L’étude SumUp met en évidence une restauration française en croissance, plus mature et portée par les cafés-restaurants.
La restauration est en phase de consolidation, selon une l’étude SumUp. Sur la période 2024-2025, les cafés-restaurants enregistrent une progression de 12,8 % du volume d’affaires et de 26,8 % de l’activité, dans la continuité d’une dynamique déjà marquée entre 2023 et 2025 (+112,8 % d’activité et +69,7 % de volume). Les fast-foods affichent une croissance plus modérée (+3,7 % d’activité), mais conservent une trajectoire résiliente dans un marché en mutation.
Les performances varient sensiblement selon les territoires. La Normandie (+34,3 % de volume d’affaires, +37,4 % d’activité) et le Centre-Val de Loire (+32,1 % et +35,8 %) figurent parmi les régions les plus dynamiques pour les cafés-restaurants, tandis que l’Île-de-France (+15,2 % et +31,6 %) confirme son rôle structurant. Côté fast-food, la Bretagne (+7,8 % d’activité) et l’Île-de-France (+8,2 %) tirent leur épingle du jeu. À l’échelle des villes, Paris domine sur le segment des cafés-restaurants (+24,3 % de volume d’affaires, +44,7 % d’activité), tandis que Nantes (+56,9 % d’activité) et Lyon (+46,7 %) émergent comme pôles de croissance. Sur le segment fast-food, Bordeaux et Lille affichent des hausses supérieures à 24 %.
Enfin, la street food est elle-aussi en phase de maturité, toujours selon l’étude.
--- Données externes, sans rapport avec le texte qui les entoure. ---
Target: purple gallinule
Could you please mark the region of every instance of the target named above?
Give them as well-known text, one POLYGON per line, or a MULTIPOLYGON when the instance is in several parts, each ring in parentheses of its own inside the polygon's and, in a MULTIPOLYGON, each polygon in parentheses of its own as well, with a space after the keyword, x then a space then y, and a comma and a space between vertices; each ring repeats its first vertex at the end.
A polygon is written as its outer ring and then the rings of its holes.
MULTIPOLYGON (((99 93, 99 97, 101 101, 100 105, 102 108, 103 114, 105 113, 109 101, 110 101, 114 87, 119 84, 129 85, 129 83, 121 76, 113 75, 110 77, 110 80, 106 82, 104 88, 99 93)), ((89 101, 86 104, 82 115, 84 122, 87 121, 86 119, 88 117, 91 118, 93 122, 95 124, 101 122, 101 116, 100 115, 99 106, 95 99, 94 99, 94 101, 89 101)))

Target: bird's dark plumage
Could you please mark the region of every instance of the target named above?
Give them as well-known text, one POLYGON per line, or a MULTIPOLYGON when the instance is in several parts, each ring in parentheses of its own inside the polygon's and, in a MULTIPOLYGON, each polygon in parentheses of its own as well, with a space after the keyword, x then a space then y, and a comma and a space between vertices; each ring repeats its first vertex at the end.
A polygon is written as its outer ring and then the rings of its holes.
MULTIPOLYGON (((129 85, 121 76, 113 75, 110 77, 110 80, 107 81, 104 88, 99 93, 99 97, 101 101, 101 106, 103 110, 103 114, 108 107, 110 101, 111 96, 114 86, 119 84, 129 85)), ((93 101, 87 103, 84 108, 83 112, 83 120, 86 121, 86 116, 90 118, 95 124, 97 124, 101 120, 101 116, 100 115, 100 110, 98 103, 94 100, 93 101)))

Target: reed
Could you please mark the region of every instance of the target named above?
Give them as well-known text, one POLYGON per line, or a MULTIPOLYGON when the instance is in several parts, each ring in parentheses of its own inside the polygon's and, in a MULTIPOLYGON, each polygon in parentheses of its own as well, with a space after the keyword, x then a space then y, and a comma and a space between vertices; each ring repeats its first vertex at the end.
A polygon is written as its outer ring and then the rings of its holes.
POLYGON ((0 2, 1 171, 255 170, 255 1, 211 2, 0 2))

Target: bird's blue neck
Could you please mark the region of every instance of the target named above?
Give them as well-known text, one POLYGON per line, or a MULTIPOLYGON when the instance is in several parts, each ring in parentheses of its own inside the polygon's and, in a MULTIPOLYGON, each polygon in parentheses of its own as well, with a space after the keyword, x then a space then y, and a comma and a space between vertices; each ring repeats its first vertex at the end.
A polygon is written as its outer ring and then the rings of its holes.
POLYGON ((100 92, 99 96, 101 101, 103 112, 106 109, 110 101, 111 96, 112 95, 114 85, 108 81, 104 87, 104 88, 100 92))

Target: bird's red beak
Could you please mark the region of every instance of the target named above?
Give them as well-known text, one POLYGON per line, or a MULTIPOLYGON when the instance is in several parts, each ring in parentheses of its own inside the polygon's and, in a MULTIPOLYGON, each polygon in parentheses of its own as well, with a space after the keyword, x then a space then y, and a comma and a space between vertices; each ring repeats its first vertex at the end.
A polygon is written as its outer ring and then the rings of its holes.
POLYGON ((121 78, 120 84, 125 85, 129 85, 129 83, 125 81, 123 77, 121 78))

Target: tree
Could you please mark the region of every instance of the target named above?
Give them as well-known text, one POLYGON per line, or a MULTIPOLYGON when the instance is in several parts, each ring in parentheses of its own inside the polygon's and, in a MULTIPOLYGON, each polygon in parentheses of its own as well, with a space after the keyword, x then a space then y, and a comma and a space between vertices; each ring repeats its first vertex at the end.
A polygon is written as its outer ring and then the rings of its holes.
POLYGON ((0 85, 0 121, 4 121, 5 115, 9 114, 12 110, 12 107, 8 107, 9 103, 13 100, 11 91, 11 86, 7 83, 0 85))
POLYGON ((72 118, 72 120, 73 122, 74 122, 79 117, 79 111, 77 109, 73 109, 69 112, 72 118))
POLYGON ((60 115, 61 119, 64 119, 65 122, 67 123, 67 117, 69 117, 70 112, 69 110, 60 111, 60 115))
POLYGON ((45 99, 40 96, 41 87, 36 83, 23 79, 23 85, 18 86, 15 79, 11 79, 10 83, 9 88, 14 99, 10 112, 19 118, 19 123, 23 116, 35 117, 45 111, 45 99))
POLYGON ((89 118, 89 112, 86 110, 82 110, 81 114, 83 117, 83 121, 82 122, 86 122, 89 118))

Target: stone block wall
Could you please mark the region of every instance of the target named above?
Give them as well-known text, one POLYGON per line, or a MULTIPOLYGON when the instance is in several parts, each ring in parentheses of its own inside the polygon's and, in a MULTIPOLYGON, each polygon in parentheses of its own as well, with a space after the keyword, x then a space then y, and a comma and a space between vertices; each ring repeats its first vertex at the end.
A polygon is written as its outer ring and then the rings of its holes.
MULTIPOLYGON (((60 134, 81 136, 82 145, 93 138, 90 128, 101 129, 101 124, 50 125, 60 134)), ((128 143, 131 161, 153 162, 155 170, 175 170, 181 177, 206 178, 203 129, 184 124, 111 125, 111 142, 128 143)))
Les food trucks enregistrent un recul de -4,3 % du volume d’affaires entre 2024 et 2025, après une forte croissance antérieure. De leurs côtés, les points de vente outdoor affichent -2,4 % de volume mais +3,8 % d’activité. Certaines zones restent très dynamiques, notamment Montpellier (+75,3 % de volume pour les food trucks). Cette évolution s’accompagne d’une montée en gamme des offres. « Le secteur de la restauration est en ébullition […] cette dynamique rend le marché plus concurrentiel et stimule l’innovation », souligne Gabriel Destremaut, évoquant une demande croissante pour des expériences personnalisées et qualitatives.